Artists
Sam Francis
San Mateo, USA 1923-1994
The American artist Sam Francis was born in San Mateo in 1923. In 1944 the training plane he was on board crashed violently over the Arizona desert. The accident caused the artist a spinal injury resulting in spinal tuberculosis. The disease forces him to bed and it is to distract himself from the pain that he begins to paint.

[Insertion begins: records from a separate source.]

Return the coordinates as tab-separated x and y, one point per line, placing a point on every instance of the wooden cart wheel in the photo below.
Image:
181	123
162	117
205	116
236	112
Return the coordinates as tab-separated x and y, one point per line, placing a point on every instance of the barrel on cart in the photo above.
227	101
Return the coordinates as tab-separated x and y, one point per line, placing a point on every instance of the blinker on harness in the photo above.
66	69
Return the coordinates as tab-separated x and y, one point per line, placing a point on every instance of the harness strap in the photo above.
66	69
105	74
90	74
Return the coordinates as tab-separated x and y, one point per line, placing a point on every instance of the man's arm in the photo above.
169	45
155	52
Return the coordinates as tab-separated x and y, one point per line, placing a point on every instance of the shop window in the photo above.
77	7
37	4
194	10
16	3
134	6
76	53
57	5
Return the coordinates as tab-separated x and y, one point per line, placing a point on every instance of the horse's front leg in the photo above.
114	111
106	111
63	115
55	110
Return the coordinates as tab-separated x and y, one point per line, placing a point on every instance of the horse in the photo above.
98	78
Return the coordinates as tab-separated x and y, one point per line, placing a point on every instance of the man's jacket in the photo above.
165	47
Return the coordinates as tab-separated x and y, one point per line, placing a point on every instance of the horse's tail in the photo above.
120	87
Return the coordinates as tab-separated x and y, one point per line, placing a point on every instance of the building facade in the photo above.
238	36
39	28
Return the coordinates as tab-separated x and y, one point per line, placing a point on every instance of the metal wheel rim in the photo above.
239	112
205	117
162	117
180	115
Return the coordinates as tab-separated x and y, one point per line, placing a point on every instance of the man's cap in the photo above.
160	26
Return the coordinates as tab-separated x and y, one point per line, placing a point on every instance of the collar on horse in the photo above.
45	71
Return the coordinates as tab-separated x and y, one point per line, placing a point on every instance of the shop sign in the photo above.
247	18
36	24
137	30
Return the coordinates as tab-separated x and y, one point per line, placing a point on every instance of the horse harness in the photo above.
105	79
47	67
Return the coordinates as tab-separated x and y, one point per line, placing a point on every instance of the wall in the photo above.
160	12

Initially his paintings are characterized by monochrome and bright colors, which the artist uses almost as a celebration of his survival from that tragic misfortune. Later his works are replaced by paintings with splashes, drips and brush strokes of even more brilliant colours. He then creates pieces in which he brings out the empty white spaces between the painted edges of the canvas. In 1970 he began to create a series of lithographs and monotypes influenced by Abstract Expressionism and Color field painting (literally "color field painting", an artistic movement in which large canvases are used on which the color is spread).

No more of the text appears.